All kidding aside, Byron and Thurston do a pretty spiffy job of layin' on the line what has popped up in what's left of underground punkdom. The A MINUTE TO PRAY period Flesheaters reunion review that was undoubtedly Byron's bailiwick read grand especially from a guy who had been all-out supportive of the group ever since the day (or actually, long before) "Chris D's Carnal Knowledge" (a whopper of a piece if there ever was one) appeared in the pages of THE NEW YORK ROCKER. It's kinda like he was born to write about the Flesheaters in any way shape or form and hey, I'd rather read about his personalist opines on the guy than I would some certain West Coast tinytoon's given the fact that here it is 2015 and just about anybody can come off looking like a total asshole given they got the right technology in their hands.

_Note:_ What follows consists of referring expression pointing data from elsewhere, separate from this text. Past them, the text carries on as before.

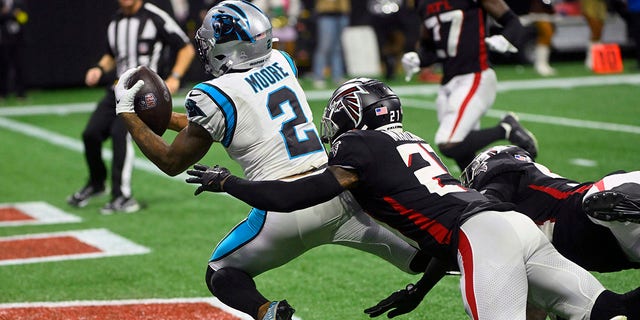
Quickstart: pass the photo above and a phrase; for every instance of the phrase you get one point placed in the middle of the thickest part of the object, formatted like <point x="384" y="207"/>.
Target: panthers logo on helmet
<point x="349" y="100"/>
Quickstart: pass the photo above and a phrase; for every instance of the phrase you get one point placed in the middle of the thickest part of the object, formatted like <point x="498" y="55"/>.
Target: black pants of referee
<point x="105" y="124"/>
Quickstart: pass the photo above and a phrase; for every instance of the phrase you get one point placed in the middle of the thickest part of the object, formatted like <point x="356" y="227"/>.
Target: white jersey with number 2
<point x="262" y="118"/>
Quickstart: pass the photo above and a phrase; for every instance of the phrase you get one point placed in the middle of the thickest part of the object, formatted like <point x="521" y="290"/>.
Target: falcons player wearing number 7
<point x="398" y="179"/>
<point x="453" y="34"/>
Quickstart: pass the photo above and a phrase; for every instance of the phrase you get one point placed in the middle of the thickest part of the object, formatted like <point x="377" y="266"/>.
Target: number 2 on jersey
<point x="426" y="166"/>
<point x="298" y="142"/>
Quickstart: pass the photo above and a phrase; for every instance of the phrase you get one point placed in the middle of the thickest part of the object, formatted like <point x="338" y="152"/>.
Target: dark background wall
<point x="66" y="37"/>
<point x="63" y="39"/>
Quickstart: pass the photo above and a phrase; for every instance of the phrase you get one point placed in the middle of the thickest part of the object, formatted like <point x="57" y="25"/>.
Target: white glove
<point x="124" y="96"/>
<point x="410" y="64"/>
<point x="500" y="44"/>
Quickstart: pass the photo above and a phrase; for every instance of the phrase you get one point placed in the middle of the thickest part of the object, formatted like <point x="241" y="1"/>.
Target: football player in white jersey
<point x="255" y="107"/>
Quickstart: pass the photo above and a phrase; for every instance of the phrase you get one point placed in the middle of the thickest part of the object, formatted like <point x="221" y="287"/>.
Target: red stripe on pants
<point x="464" y="247"/>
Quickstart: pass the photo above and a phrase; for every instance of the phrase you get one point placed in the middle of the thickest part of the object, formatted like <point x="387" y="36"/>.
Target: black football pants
<point x="104" y="124"/>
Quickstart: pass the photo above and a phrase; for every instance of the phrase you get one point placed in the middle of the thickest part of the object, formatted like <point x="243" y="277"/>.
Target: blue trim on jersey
<point x="227" y="107"/>
<point x="242" y="234"/>
<point x="291" y="63"/>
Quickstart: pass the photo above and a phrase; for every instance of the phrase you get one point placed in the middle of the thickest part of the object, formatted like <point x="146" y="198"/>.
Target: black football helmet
<point x="360" y="103"/>
<point x="479" y="164"/>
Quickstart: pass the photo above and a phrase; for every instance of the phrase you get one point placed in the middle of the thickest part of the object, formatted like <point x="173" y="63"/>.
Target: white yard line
<point x="420" y="90"/>
<point x="108" y="242"/>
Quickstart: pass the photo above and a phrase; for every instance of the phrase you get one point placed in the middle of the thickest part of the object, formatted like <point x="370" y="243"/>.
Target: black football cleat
<point x="82" y="196"/>
<point x="279" y="310"/>
<point x="518" y="135"/>
<point x="612" y="205"/>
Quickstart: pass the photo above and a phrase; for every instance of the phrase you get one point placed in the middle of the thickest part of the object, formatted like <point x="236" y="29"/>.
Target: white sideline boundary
<point x="41" y="212"/>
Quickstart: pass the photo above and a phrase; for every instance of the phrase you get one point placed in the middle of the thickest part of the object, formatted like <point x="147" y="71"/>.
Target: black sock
<point x="236" y="289"/>
<point x="632" y="302"/>
<point x="608" y="305"/>
<point x="464" y="151"/>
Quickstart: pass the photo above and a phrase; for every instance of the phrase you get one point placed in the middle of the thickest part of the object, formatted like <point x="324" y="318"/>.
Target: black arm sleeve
<point x="503" y="187"/>
<point x="285" y="196"/>
<point x="513" y="29"/>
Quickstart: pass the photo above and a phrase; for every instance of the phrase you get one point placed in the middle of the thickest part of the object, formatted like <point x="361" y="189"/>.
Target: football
<point x="152" y="103"/>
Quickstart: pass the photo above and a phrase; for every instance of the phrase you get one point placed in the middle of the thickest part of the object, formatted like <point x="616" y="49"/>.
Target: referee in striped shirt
<point x="139" y="34"/>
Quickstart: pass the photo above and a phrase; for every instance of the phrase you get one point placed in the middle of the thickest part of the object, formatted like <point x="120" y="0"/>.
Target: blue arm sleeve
<point x="285" y="196"/>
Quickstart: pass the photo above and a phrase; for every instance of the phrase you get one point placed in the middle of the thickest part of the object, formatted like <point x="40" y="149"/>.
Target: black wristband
<point x="506" y="18"/>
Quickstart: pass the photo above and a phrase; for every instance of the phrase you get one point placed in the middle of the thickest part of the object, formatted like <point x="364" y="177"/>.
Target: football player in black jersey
<point x="397" y="178"/>
<point x="453" y="33"/>
<point x="594" y="224"/>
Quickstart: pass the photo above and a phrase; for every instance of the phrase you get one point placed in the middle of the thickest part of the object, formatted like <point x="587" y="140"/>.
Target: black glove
<point x="209" y="178"/>
<point x="402" y="301"/>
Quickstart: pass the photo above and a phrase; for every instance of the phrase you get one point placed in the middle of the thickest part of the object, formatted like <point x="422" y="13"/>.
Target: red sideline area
<point x="129" y="310"/>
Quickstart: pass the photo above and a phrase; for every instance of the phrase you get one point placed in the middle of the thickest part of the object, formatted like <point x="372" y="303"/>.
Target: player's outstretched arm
<point x="274" y="195"/>
<point x="189" y="146"/>
<point x="406" y="300"/>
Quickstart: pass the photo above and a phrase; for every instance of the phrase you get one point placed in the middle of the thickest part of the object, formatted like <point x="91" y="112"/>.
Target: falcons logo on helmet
<point x="349" y="100"/>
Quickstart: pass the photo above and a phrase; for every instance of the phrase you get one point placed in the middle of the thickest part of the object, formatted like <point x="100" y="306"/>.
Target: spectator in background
<point x="13" y="17"/>
<point x="396" y="24"/>
<point x="595" y="12"/>
<point x="161" y="31"/>
<point x="332" y="17"/>
<point x="540" y="14"/>
<point x="543" y="11"/>
<point x="284" y="18"/>
<point x="631" y="15"/>
<point x="469" y="84"/>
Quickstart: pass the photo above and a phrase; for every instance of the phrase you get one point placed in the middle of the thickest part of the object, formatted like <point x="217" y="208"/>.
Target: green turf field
<point x="587" y="125"/>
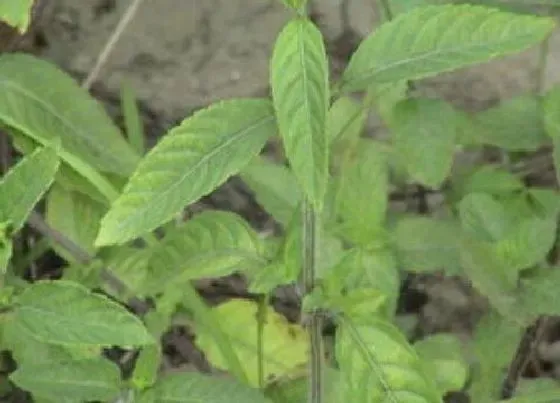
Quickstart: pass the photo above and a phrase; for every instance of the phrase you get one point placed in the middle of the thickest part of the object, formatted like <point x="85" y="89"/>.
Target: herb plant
<point x="111" y="213"/>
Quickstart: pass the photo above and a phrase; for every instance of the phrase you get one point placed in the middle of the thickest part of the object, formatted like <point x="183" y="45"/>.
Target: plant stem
<point x="314" y="322"/>
<point x="541" y="72"/>
<point x="386" y="9"/>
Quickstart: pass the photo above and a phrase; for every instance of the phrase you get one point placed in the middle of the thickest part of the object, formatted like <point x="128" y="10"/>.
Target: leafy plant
<point x="112" y="208"/>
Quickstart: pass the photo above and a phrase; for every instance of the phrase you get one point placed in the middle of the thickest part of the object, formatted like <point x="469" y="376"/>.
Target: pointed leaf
<point x="284" y="349"/>
<point x="275" y="188"/>
<point x="424" y="133"/>
<point x="377" y="364"/>
<point x="29" y="105"/>
<point x="16" y="13"/>
<point x="362" y="195"/>
<point x="192" y="160"/>
<point x="94" y="379"/>
<point x="435" y="39"/>
<point x="61" y="312"/>
<point x="193" y="387"/>
<point x="427" y="244"/>
<point x="528" y="243"/>
<point x="212" y="244"/>
<point x="299" y="80"/>
<point x="74" y="215"/>
<point x="24" y="184"/>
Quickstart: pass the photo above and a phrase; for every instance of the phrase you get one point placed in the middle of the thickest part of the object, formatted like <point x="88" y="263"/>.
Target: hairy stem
<point x="541" y="72"/>
<point x="314" y="322"/>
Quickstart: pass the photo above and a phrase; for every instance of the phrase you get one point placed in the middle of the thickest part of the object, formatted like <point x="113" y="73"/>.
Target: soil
<point x="183" y="55"/>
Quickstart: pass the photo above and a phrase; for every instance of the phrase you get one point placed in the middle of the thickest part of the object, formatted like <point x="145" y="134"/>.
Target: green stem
<point x="541" y="72"/>
<point x="261" y="321"/>
<point x="386" y="9"/>
<point x="314" y="323"/>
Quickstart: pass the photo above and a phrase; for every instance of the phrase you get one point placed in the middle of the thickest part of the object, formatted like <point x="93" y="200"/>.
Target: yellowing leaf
<point x="284" y="344"/>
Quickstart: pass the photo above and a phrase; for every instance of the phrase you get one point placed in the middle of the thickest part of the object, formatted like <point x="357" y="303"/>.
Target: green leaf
<point x="192" y="160"/>
<point x="300" y="92"/>
<point x="285" y="345"/>
<point x="24" y="184"/>
<point x="537" y="295"/>
<point x="193" y="387"/>
<point x="374" y="269"/>
<point x="488" y="179"/>
<point x="442" y="357"/>
<point x="212" y="244"/>
<point x="484" y="217"/>
<point x="427" y="244"/>
<point x="94" y="379"/>
<point x="362" y="195"/>
<point x="29" y="105"/>
<point x="74" y="215"/>
<point x="514" y="125"/>
<point x="528" y="243"/>
<point x="16" y="13"/>
<point x="377" y="364"/>
<point x="539" y="390"/>
<point x="424" y="133"/>
<point x="490" y="276"/>
<point x="65" y="313"/>
<point x="435" y="39"/>
<point x="493" y="355"/>
<point x="146" y="367"/>
<point x="275" y="188"/>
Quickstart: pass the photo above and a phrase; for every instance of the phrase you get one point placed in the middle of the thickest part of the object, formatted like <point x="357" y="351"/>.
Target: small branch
<point x="36" y="222"/>
<point x="314" y="322"/>
<point x="111" y="43"/>
<point x="531" y="338"/>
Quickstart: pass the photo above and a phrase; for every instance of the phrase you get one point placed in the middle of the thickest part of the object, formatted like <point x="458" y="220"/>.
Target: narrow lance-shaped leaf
<point x="81" y="380"/>
<point x="378" y="365"/>
<point x="434" y="39"/>
<point x="212" y="244"/>
<point x="191" y="161"/>
<point x="424" y="133"/>
<point x="362" y="195"/>
<point x="299" y="80"/>
<point x="61" y="312"/>
<point x="29" y="104"/>
<point x="24" y="184"/>
<point x="275" y="188"/>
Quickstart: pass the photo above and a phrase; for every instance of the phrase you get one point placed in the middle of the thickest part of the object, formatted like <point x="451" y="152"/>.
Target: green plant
<point x="105" y="199"/>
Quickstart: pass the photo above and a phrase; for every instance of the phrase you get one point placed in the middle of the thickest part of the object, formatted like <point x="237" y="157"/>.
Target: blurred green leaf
<point x="443" y="357"/>
<point x="424" y="133"/>
<point x="94" y="379"/>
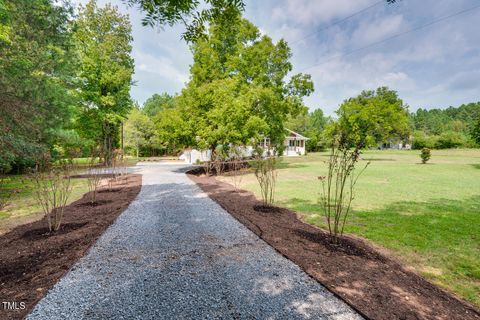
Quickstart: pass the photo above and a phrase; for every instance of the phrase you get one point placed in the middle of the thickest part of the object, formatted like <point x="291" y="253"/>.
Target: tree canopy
<point x="373" y="117"/>
<point x="103" y="42"/>
<point x="35" y="79"/>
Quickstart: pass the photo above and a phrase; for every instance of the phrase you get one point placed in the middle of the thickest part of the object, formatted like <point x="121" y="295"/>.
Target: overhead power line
<point x="338" y="21"/>
<point x="394" y="36"/>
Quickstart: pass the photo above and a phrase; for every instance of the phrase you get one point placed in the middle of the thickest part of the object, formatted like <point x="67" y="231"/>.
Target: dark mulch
<point x="32" y="259"/>
<point x="376" y="286"/>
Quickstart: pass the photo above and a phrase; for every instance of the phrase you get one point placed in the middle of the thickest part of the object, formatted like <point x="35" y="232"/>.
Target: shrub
<point x="425" y="155"/>
<point x="266" y="176"/>
<point x="94" y="176"/>
<point x="52" y="190"/>
<point x="451" y="139"/>
<point x="236" y="165"/>
<point x="6" y="193"/>
<point x="338" y="187"/>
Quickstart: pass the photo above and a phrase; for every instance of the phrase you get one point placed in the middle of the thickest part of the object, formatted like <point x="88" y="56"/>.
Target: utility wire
<point x="394" y="36"/>
<point x="338" y="22"/>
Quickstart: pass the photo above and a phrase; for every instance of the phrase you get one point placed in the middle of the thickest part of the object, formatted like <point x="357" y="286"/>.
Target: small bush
<point x="338" y="186"/>
<point x="267" y="177"/>
<point x="52" y="190"/>
<point x="94" y="176"/>
<point x="6" y="193"/>
<point x="425" y="155"/>
<point x="451" y="139"/>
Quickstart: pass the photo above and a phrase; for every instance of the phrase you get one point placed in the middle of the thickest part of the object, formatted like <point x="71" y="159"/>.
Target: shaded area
<point x="375" y="285"/>
<point x="33" y="259"/>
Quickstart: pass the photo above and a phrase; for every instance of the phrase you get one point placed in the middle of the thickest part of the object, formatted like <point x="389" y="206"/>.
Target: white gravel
<point x="176" y="254"/>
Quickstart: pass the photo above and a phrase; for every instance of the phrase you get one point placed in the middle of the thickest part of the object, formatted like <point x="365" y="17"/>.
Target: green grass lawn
<point x="23" y="208"/>
<point x="428" y="215"/>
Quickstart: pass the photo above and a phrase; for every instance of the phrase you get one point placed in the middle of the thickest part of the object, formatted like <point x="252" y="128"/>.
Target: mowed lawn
<point x="428" y="216"/>
<point x="23" y="207"/>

However, to be honest I think I'm gonna pass on trying to get hold of most of the wares Coley and Moore were pitching to us this time, perhaps except for a new Rolling Stones fanzine out there called what else but STONE AGE! Yeah I know what yer thinking---who'd wanna buy let along read yet another Rolling Stones 'zine these days?!?! Well, this one's different since it features nothing but various celebs (big name or not) writing about just how much Mick Jagger and company have influenced their otherwise pitiful lives! The thing comes outta London England, but it might be worth the pences to pick up especially if you wanna read the personal Stone takes of such big names in the rock 'n roll biz as Sylvain Sylvain, James Williamson and Henry Rollins?!?!?!??

The main meaty portion of the rag is boffo enough for my tastes as well. Some new additions to the growing cast of characters (welcome aboard Eddie Flowers!) join the reg'lars, and for the most part the reading is just as swell as you'd find in just about any down-to-earth fanzine of the early-mid-seventies that dared to mix its Genesis with its Seeds. Once again Donna Lethal cracks me up with her spin on "Youtube Tutorials" while Richard Meltzer (remind me to do a seventieth birthday trib to him onna blog) does a moom pitcher-tee-vee roundup that reminds me of those columns he used to do for FUSION and RAUNCHY ROCK way back when! Only it's in the here and now and the landscape has changed but fortunately not the prime oomph!

Other personal faves include Lili Dwight on belly buttons (a current subject swirling in my mind because I have come under attack for saying that the navel on a nize looking lady is just as va-voom as her bullseyes and the mounds they rest upon), Charles Plymell on the recent rash of Norton Records/Books output, Joe Carducci on Sam Peckinpah's short-lived WESTERNER series (with Brian Keith long before the days of FAMILY AFFAIR, caught an episode when the Western Channel was being shown free for a week and it was almost as boffo as the early-hour-long GUNSMOKE that sure made the later ones TV Land run look pale) and Ira Kaplan on "37 Birds I Prefer to THE BIRDMAN (2014)"! Loads more too, but I'll let you pour your peeps over your own copy and decide what pieces you think make this 'un a magazine to be dealt with.

Oh yeah, and the art is fantab, especially the Savage Pencil drawings that pop up throughout this potent periodical. Reminds me of those little cartoons that Jonh Ingham and others used to do for NEW HAVEN ROCK PRESS and WHO PUT THE BOMP! which only shows that the more things stay the same, they change, or something like that.